She groans, pressing into me for a moment, almost yielding to my teeth, before thrusting me so that I lie back on the table. She slides her hands beneath my ass and my legs go over her shoulders and her mouth is on me again and I can’t contain the cry that escapes me. Our fucking is raw and real and the closest thing to a religious experience I ever hope to encounter.
I feel the pressure building, that deep weight in my pelvis, those tingling jolts shooting outward from deep in my belly. But I’m not ready yet.
And suddenly, with the scent of crushed peppermint and lavender in my nose, I realize, with the greatest clarity, that there’s nothing to unravel here—boi, grrl, dyke, butch—there’re only two people, in love with each other.
I shove against her, sit up and drag her to the floor with me. I need her mouth on mine, I need to look into her eyes, I need to hold her as I come.
We roll and writhe against each other on the floor, amidst the spilled potting soil and dried, dead leaves. Her hand is on my pussy, her fingers taking the place of her mouth. Our tongues mesh against each other, warring for space, teeth striking and parting, as her fingers alternately tease my clit and thrust inside, stroking my G-spot. She has me on the edge again, rolling and spinning in pleasure, writhing and grunting, barely feeling human anymore, nothing but sensation, throbbing with lust.
As she brings me closer, those jolts suddenly exploding within me, like warm whiskey glaze made electric, I cling to her, babbling nonsense. She holds me, clutches me, presses her face into my neck and hair, letting me know that she will never let me go. And as I come, I look up at her, meeting her eyes. And I notice her eyes.
They’re soft.
For me.
I’m shaking. I can’t seem to stop. She slides up my body and suspends herself above me, our foreheads the only thing touching above the tangle of our legs.
“I fucking love you,” she says. “You know that right?”
“I know, baby,” I murmur. “I love you too.”
She crushes me to her, pelvis to pelvis, breast to breast, rolls us onto our sides and hugs me like she’ll never let me go. I hope she never does.
TEAMWORK
Dena Hankins
Sun baked the concrete pier and heat seeped into the boat shed, abandoned and echoing on Labor Day. Tilly shifted the wide straps of her sports bra. They cut into the muscle she’d put on for the racing season.
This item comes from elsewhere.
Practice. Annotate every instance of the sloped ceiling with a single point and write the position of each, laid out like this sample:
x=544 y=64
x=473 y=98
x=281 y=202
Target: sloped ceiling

“Come on, Tilly, don’t just stand there.” Spin stood next to her, legs spread.
“Yeah, yeah. Hold your horses. We’re supposed to stretch between sets.”
“You weren’t stretching. You were playing with your bra.” Spin nudged Tilly with a sweaty elbow.
Tilly rolled her eyes and set up for the two-person rope pull. She leaned back against Spin’s pull, letting the rope out slowly, and watched Spin’s triceps flex at each push backward. She increased the resistance to make Spin work harder and sighed at the shifting muscles in Spin’s arms. Envy and desire, and nothing to do about either one.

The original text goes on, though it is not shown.